NVIDIA vGPU support¶
This section describes how to configure the hypervisor in order to use NVIDIA vGPU features.
BIOS¶
You need to check that the following settings are enabled in your BIOS configuration:
Enable SR-IOV
Enable IOMMU
Note that the specific menu options where you need to activate these features depends on the motherboard manufacturer.
NVIDIA Drivers¶
The NVIDIA drivers are proprietary, so you will probably need to download them separately. Please check the documentation for your Linux distribution. Once you have installed and rebooted your server you should be able to access the GPU information as follows:
lsmod | grep vfio
nvidia_vgpu_vfio 57344 0
nvidia-smi
Wed Feb 9 12:36:07 2022
+-----------------------------------------------------------------------------+
| NVIDIA-SMI 510.47.03 Driver Version: 510.47.03 CUDA Version: N/A |
|-------------------------------+----------------------+----------------------+
| GPU Name Persistence-M| Bus-Id Disp.A | Volatile Uncorr.

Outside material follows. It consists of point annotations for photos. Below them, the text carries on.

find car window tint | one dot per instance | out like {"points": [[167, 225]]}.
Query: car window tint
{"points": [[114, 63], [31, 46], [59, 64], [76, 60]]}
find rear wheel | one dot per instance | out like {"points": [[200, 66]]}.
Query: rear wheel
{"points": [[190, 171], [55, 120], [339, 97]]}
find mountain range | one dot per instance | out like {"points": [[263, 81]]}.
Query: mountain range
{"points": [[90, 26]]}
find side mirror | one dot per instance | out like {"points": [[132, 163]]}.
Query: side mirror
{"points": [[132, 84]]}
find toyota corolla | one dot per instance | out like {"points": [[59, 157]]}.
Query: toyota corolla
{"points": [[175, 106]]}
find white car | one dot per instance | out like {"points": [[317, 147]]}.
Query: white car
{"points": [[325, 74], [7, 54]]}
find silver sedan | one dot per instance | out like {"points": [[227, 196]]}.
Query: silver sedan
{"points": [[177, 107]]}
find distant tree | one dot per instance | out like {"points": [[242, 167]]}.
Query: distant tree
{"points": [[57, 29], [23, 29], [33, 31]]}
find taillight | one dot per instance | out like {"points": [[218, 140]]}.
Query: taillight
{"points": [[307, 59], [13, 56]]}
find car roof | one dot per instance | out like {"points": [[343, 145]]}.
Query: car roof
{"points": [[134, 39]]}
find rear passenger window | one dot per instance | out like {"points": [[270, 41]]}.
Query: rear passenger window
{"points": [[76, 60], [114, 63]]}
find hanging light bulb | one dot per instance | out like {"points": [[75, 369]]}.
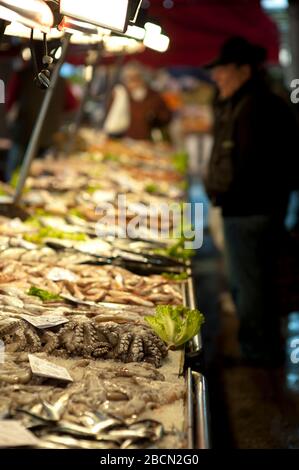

ECC |
| Fan Temp Perf Pwr:Usage/Cap| Memory-Usage | GPU-Util Compute M. |
| | | MIG M. |
|===============================+======================+======================|
| 0 NVIDIA A10 On | 00000000:41:00.0 Off | 0 |
| 0% 52C P8 26W / 150W | 0MiB / 23028MiB | 0% Default |
| | | N/A |
+-------------------------------+----------------------+----------------------+
+-----------------------------------------------------------------------------+
| Processes: |
| GPU GI CI PID Type Process name GPU Memory |
| ID ID Usage |
|=============================================================================|
| No running processes found |
+-----------------------------------------------------------------------------+
Enable the NVIDIA vGPU¶
Warning
The following steps assume that your graphic card supports SR-IOV, if not, please refer to official NVIDIA documentation in order to activate vGPU.
Finding the PCI¶
lspci | grep NVIDIA
41:00.0 3D controller: NVIDIA Corporation Device 2236 (rev a1)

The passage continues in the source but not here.